“Can Math and Tradition Truly Connect? SEAQiM Proves the Answer Is ‘Absolutely Yes! SEAQiM Unveils the Beauty of Math in Tradition”

Surakarta, 25 November 2025 – Mathematics and cultural heritage may seem worlds apart, but SEAQiM joyfully demonstrated that the two are beautifully intertwined in the International Seminar on Mathematics in Artifact and Tradition: Appreciating Culture and Promoting the Beauty of Mathematics. Held onsite at the vibrant Zigna Kampung Batik Hotel in Surakarta and attended virtually by participants across Southeast Asia, the seminar also celebrated Indonesian National Teachers’ Day, marking the elegant fusion of culture, creativity, and mathematics in ways that surprised, delighted, and inspired.

The seminar is closely aligned with the Indonesian Ministry of Primary and Secondary Education’s policy emphasis on deep learning. SEAQiM supported the Cultural-Based Deep Learning as National Policy and embraces this direction by promoting pedagogical models that encourage meaningful understanding, creativity, and cultural appreciation in mathematics classrooms.

This lively international gathering, delivered in collaboration with SEAMEO SPAFA (Thailand) and SEAMEO CHAT (Myanmar), showcased SEAQiM’s endless commitment to enriching mathematics education through human experience, local wisdom, and cultural storytelling, all while preserving the region’s treasured heritage.

The joyful atmosphere, both onsite and online, is that mathematics can be warm, artistic, deeply human, and incredibly exciting, spotlighted by the prominent keynote speakers. The seminar invited participants to discover how Southeast Asian cultural expressions contain rich mathematical structures and aesthetic principles.

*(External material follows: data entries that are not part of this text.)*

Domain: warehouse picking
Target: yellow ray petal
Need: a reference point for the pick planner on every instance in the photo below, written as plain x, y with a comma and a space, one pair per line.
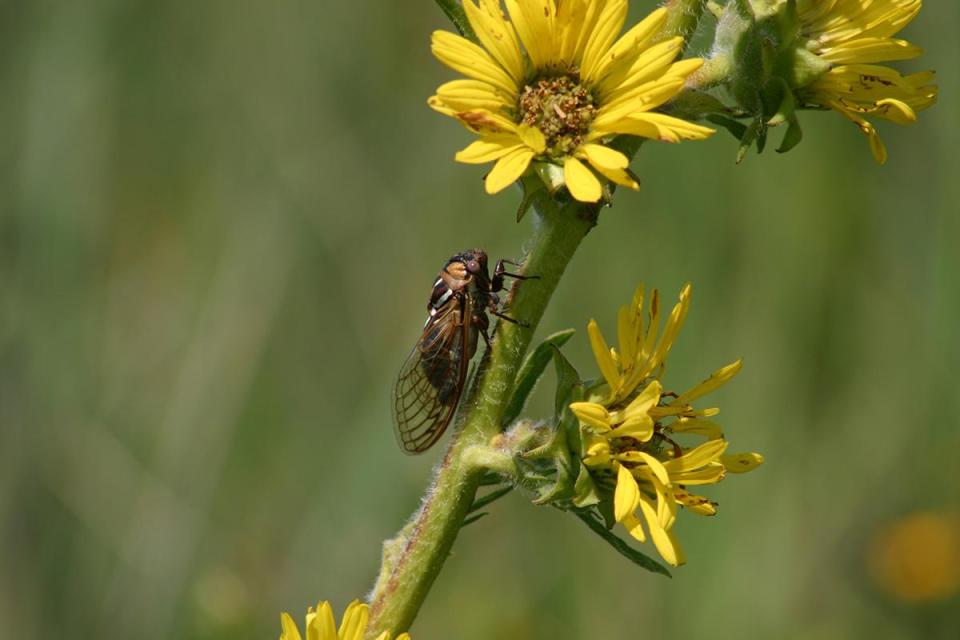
602, 37
497, 37
592, 414
354, 621
581, 182
626, 497
508, 169
601, 352
697, 457
471, 60
322, 626
741, 462
288, 628
489, 148
716, 380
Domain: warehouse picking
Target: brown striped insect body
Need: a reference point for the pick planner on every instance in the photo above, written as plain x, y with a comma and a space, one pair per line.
433, 376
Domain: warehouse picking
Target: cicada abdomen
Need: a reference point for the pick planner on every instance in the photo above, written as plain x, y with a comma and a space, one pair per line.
433, 376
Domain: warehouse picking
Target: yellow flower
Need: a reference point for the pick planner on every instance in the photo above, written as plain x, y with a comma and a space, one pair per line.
320, 624
631, 438
552, 84
852, 36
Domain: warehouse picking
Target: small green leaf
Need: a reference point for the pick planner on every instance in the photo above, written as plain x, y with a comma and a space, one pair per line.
584, 489
568, 383
762, 138
748, 138
491, 478
458, 17
494, 495
792, 137
535, 196
473, 518
638, 558
531, 370
737, 129
788, 105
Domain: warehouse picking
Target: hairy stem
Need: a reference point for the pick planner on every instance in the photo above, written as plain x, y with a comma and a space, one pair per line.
683, 16
458, 17
412, 560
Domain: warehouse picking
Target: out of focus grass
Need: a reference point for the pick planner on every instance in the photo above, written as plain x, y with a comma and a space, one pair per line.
218, 226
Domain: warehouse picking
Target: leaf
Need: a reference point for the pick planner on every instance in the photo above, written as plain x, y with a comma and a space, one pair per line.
458, 17
787, 108
584, 489
792, 137
531, 370
491, 497
737, 129
568, 382
620, 546
535, 195
473, 518
748, 138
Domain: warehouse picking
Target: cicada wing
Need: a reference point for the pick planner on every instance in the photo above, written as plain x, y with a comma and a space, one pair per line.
431, 381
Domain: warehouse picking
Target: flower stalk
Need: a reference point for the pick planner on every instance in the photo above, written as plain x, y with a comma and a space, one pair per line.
412, 560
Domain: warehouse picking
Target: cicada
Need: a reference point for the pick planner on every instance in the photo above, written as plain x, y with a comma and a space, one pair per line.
433, 376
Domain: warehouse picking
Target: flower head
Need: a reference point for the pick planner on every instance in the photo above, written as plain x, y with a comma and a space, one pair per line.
320, 624
552, 84
853, 36
633, 429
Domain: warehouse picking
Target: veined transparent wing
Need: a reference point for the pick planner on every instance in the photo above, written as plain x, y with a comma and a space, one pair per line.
431, 381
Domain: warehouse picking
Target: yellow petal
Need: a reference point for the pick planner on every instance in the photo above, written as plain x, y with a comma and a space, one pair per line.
601, 352
534, 22
508, 169
497, 37
470, 95
710, 430
489, 148
697, 457
602, 37
716, 380
639, 427
694, 503
741, 462
592, 415
710, 474
354, 622
646, 400
626, 496
634, 527
601, 156
655, 466
665, 541
288, 628
471, 60
581, 182
322, 626
532, 137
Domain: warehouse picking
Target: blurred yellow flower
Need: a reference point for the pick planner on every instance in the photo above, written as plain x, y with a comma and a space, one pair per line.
320, 624
630, 435
854, 35
917, 558
553, 84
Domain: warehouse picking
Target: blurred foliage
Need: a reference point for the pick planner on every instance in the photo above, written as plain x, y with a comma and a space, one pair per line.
219, 222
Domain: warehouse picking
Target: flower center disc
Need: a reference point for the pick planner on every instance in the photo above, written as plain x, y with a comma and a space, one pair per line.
561, 108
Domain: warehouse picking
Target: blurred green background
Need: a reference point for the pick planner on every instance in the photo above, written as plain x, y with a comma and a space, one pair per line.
219, 226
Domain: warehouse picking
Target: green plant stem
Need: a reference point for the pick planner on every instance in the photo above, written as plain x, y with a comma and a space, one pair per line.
683, 16
414, 558
458, 17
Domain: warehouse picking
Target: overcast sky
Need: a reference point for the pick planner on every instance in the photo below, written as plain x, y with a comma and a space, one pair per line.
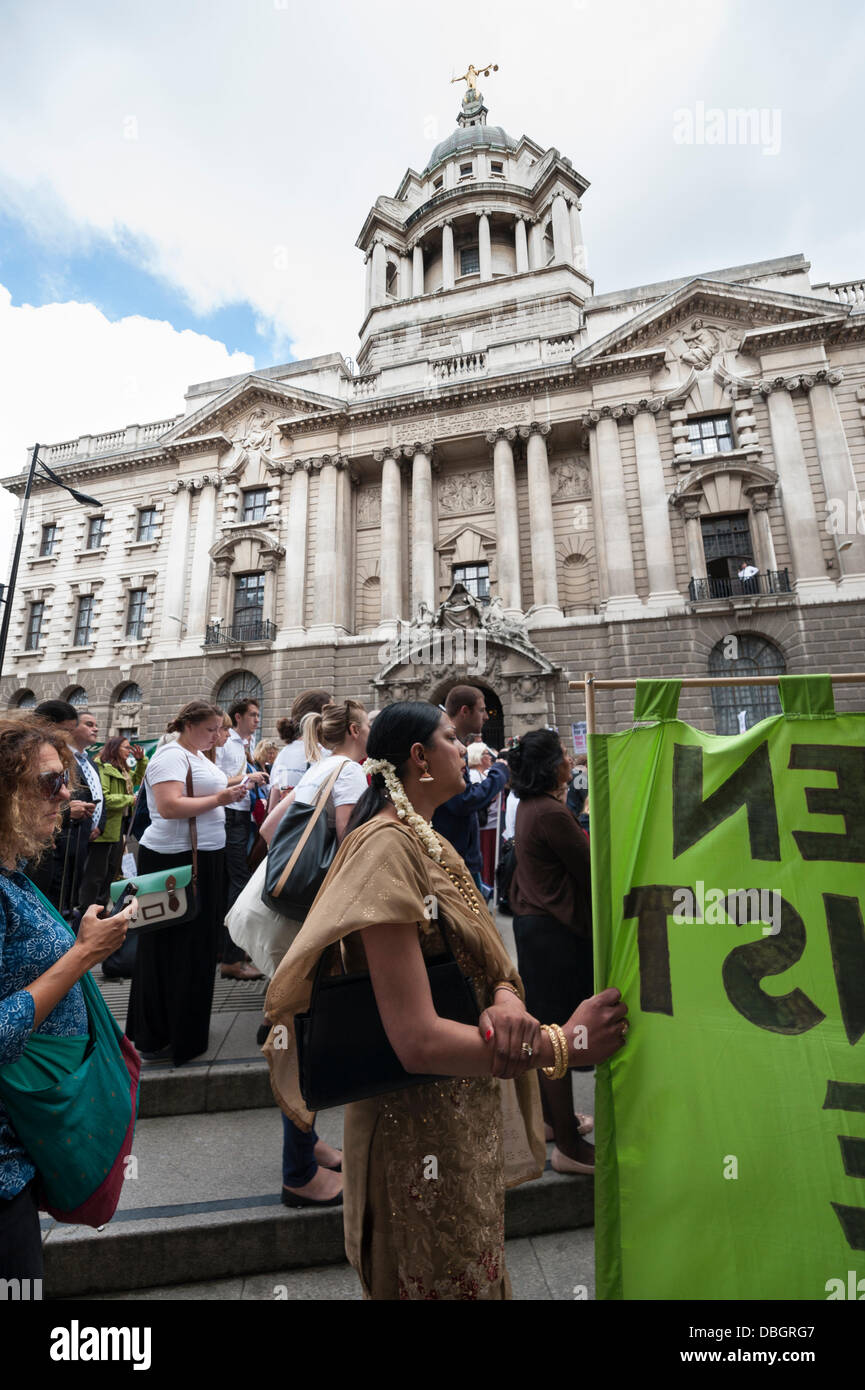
182, 181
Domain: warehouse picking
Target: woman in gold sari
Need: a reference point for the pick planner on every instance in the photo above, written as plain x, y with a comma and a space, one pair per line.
426, 1168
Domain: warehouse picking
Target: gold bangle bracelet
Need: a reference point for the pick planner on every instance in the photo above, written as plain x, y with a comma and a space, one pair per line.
505, 984
559, 1050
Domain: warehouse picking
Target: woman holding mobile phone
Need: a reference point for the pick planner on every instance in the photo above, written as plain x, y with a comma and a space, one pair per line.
41, 961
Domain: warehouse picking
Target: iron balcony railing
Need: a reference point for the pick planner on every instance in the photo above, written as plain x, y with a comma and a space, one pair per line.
771, 581
235, 634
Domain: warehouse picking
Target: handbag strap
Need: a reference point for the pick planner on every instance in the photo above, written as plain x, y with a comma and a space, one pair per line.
321, 798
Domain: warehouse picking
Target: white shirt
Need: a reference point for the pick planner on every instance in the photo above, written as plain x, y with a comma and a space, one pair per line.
511, 806
348, 788
167, 837
231, 759
288, 766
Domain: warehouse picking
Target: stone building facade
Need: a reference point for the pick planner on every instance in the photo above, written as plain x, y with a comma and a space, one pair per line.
519, 478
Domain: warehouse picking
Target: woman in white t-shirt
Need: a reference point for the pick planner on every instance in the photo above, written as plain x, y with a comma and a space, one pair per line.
310, 1168
173, 984
291, 761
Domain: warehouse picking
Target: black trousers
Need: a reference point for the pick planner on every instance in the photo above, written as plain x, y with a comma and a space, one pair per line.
20, 1236
238, 826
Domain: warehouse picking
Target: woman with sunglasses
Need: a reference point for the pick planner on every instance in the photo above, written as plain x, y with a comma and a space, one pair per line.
41, 962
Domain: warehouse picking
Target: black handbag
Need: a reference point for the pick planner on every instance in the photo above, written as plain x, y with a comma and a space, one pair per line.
301, 852
344, 1052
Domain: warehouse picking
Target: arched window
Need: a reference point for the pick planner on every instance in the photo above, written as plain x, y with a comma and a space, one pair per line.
740, 706
242, 685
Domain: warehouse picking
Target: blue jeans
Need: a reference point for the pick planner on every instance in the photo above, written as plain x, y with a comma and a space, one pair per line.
298, 1164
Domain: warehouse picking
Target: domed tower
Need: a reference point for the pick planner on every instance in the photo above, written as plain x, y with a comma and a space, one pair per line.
481, 252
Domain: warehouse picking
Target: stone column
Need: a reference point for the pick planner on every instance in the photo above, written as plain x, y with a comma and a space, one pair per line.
484, 249
561, 231
417, 270
447, 256
520, 243
576, 235
839, 480
175, 563
800, 513
506, 524
423, 528
295, 545
390, 565
764, 544
622, 601
324, 610
654, 508
597, 512
199, 580
405, 277
540, 520
380, 263
369, 281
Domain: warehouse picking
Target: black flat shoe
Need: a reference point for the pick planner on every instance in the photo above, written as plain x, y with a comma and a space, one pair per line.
291, 1200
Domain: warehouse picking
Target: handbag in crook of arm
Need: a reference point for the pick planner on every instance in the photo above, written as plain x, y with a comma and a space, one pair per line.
344, 1052
168, 897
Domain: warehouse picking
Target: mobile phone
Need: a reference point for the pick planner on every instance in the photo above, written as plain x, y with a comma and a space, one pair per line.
125, 898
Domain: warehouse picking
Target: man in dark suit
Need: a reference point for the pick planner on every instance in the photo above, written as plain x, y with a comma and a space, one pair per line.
60, 873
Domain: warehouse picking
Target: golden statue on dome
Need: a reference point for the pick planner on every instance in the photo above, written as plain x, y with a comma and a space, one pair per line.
470, 79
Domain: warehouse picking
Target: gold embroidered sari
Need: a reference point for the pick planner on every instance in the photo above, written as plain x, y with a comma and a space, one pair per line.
424, 1169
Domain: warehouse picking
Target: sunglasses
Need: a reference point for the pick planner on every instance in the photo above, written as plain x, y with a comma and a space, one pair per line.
52, 783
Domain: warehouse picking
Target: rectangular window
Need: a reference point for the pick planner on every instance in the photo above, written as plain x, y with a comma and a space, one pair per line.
255, 503
34, 627
712, 434
84, 620
135, 613
146, 524
248, 602
476, 578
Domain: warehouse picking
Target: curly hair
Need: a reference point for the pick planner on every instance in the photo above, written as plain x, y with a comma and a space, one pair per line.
534, 763
21, 738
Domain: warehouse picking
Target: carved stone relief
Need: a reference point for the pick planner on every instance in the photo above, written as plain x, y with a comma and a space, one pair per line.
466, 492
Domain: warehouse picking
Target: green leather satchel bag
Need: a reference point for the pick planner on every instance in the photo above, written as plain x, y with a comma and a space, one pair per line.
170, 897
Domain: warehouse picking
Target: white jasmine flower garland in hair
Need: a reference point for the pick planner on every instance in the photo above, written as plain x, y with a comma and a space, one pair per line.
403, 806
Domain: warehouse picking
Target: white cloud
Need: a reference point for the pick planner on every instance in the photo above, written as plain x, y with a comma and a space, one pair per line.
67, 370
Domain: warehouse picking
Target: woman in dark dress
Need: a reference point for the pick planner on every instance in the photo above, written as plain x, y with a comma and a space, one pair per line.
551, 900
174, 972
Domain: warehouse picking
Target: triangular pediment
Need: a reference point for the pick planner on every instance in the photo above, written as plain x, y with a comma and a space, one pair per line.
704, 319
248, 403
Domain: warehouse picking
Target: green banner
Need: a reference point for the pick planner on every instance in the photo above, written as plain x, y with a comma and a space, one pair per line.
729, 901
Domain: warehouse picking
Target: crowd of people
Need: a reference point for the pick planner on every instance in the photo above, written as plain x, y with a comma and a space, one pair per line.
416, 816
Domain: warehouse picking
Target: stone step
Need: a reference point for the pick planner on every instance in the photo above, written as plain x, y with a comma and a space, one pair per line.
202, 1203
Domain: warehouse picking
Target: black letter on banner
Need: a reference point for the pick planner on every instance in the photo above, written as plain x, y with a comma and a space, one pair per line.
652, 905
748, 786
747, 965
847, 943
847, 799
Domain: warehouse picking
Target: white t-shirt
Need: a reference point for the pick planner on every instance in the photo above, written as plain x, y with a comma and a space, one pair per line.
167, 837
288, 766
348, 788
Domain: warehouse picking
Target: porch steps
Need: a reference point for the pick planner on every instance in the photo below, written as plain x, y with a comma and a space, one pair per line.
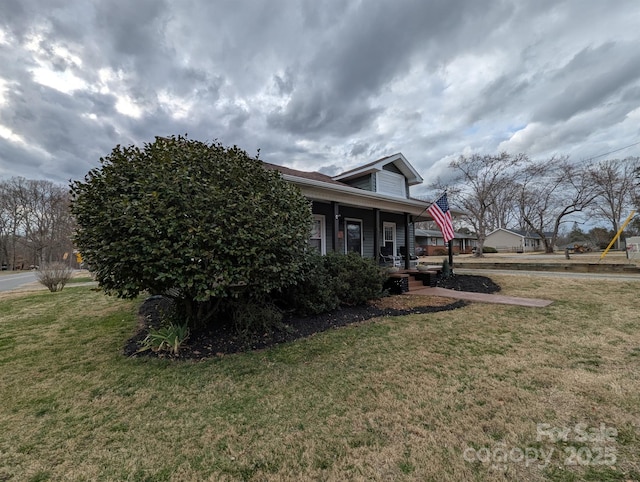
416, 280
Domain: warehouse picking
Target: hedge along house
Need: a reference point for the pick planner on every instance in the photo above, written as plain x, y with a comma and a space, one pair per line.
367, 210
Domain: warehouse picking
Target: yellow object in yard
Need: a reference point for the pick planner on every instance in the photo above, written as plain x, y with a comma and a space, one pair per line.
617, 235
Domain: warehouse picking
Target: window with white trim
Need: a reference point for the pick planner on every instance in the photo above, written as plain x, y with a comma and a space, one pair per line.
317, 239
391, 184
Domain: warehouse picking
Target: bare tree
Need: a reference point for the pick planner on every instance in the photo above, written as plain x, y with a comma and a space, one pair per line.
616, 185
35, 223
47, 221
550, 192
484, 189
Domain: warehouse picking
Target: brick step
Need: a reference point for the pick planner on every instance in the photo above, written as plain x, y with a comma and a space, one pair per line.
415, 284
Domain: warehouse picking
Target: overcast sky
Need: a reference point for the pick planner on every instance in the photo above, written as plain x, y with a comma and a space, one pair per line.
319, 84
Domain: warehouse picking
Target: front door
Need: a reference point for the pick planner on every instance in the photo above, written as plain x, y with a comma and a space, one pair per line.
353, 228
389, 238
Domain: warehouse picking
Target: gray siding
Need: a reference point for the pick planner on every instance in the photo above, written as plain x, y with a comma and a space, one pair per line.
365, 182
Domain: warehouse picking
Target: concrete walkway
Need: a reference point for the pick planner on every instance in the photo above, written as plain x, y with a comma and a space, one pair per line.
482, 297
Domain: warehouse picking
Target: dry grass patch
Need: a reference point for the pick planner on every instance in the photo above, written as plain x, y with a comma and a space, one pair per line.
420, 397
407, 302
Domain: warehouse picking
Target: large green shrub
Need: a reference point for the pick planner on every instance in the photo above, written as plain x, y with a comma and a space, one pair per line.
333, 280
316, 292
356, 279
197, 222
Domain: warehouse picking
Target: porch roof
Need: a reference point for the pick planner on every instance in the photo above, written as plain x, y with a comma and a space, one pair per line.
320, 187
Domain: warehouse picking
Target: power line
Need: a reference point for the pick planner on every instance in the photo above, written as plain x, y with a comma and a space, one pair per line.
611, 152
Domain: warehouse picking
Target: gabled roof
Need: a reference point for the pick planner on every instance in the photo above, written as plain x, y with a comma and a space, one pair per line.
320, 187
314, 176
396, 159
435, 233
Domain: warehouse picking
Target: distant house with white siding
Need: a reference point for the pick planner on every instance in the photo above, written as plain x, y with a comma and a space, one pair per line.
514, 241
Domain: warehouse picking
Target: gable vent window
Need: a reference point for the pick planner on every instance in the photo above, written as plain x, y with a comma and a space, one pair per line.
391, 184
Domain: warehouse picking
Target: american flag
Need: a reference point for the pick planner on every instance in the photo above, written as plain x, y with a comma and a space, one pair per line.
440, 213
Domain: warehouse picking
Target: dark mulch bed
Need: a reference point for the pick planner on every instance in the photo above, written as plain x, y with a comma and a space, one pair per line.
474, 284
221, 339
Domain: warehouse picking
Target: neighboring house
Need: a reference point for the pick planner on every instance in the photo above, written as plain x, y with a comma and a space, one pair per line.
514, 241
430, 242
364, 210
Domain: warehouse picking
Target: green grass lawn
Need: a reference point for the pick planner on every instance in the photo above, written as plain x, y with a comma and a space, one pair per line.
438, 397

Asst. Prof. Dr Siramas Komonjinda, Chiang Mai University, Thailand, perfectly opened the first keynote session with an artistic voyage through archaeo-astronomy and world traditional art forms. Participants were captivated as she unveiled hidden geometries in everyday cultural expressions, patterns that reveal how mathematics quietly governs both structure and beauty. Her session blended the secrets of the world and mathematical logic in a way that made the audience see the objects with renewed wonder.

Next, Dr. Naw Si Blut from SEAMEO CHAT, Myanmar gracefully guided participants through Myanmar’s rich traditions, unveiling the numerical rhythms and spatial reasoning embedded in rituals, crafts, and architectural heritage. Her warm presentation about Interconnections between Mathematics, Artifacts, and           Cultural Traditions in Myanmar transformed abstract concepts into lively narratives, making mathematical patterns feel familiar, personal, and deeply connected to identity.

Prof. Budi Nurani Ruchjana from Universitas Padjadjaran, Indonesia, closed the keynote with an enlightening exploration of ethnomodeling, showing how Ethnomathematics to Preserve Indonesian Culture carries mathematical principles that educators can meaningfully translate into learning. Her session was intellectually profound and reinforced the idea that culture-driven mathematics can strengthen students’ sense of belonging and curiosity.

Teachers, lecturers, pre-service teachers, researchers, policymakers, and educational stakeholders from across the region joined the event. Their participation highlighted a shared belief: meaningful mathematics education must connect to human experience, cultural roots, and local knowledge.

From joyful interactions to thought-provoking reflections, the seminar created a regional community bonded by curiosity and cultural appreciation—one that will continue to shape transformative learning in classrooms across Southeast Asia.

As one of the 26 regional centres under the Southeast Asian Ministers of Education Organization (SEAMEO), SEAQiM plays a crucial role in fostering cross-country cooperation in education, science, and culture. This seminar reinforces SEAQiM’s role as a regional leader in innovation, one that values both excellence and cultural richness. SEAQiM ensures that mathematics education becomes not only academically strong but also culturally meaningful, joyful, and deeply connected to the identities of Southeast Asian learners.